BY JACK SHORT – This is the fourth installment in a series of stories regarding the Boca Grande United Methodist Church mission trip to Cuba in February.
During discussions about Cuba, and especially about help that various organizations provide, it can be all too easy for some to imagine people with their hands out and nothing more. But during our trip to Cuba, I and missionaries from the Boca Grande United and other local Methodist churches saw a tremendously self-reliant, resourceful people who gave time and money to their community and to churches.
One of the biggest events of the missionary trip was a national conference of Methodist preachers, including the Bishop of Cuba, in Marari. But a visit to a church in nearby Preston was every bit as illuminating.
Preston is an old town. Some of the houses there – small, clapboard structures – have stood for more than 100 years.

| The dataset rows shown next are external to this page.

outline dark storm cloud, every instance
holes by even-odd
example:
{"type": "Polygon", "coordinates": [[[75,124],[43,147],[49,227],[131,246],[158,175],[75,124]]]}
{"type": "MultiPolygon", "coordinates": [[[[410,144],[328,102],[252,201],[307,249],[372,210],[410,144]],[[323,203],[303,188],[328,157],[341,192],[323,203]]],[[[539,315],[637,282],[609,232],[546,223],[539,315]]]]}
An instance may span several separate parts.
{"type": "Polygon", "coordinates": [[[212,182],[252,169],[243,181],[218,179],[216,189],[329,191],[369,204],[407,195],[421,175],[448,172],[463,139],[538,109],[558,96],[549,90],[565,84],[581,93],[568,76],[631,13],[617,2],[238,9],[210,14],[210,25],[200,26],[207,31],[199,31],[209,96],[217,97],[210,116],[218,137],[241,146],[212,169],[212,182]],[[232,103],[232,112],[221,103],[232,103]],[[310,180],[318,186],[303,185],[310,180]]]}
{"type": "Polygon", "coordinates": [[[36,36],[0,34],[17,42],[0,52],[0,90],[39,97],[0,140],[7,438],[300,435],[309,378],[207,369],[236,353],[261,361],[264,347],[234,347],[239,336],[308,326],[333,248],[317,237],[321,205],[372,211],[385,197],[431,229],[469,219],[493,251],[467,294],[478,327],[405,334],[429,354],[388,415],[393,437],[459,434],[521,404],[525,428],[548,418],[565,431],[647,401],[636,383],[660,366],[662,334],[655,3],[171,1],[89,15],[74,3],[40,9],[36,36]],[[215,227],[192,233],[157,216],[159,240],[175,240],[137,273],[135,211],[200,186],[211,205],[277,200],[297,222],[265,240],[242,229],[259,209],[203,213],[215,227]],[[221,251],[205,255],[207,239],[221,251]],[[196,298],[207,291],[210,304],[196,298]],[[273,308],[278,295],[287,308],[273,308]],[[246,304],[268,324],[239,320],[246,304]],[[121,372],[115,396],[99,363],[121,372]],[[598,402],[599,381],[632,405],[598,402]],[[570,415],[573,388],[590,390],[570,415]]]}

The town was home to a sugar cane refinery and shipping facility before the revolution.
The processing plant still stands at the far edge of town along the main road, and the disused jetty is now empty. Building foundations and scattered bricks peek out from underneath the grass, and remains of the steel rails that used to carry cargo onto ships still teeter on pilings that extend from the tip of the jetty. The jetty itself is lined on one side with rotted ferrocement hulls.
Once-industrial resources have been repurposed. Housing for workers is now decrepit tenements.
Though no cane comes through it, industrial percussion can be heard inside the factory. Rail cars still run along the tracks outside the factory, but they are used as public transport.
The windblown grasses of the point are used by locals to graze goats. Inside what was once a bayside restaurant or resort, where paintings of palm trees and sunsets still adorn the parts of the walls that haven’t fallen away, a family lives in the kitchen. Nearby, at the local Methodist church, a dozen men lend their labor to a reconstruction effort.
A church is being built. A local man had used his house to preach after the government seized the former church, too dilapidated to use, but he later bought a house. After several years, the government granted him use of the adjacent lot to build a new church.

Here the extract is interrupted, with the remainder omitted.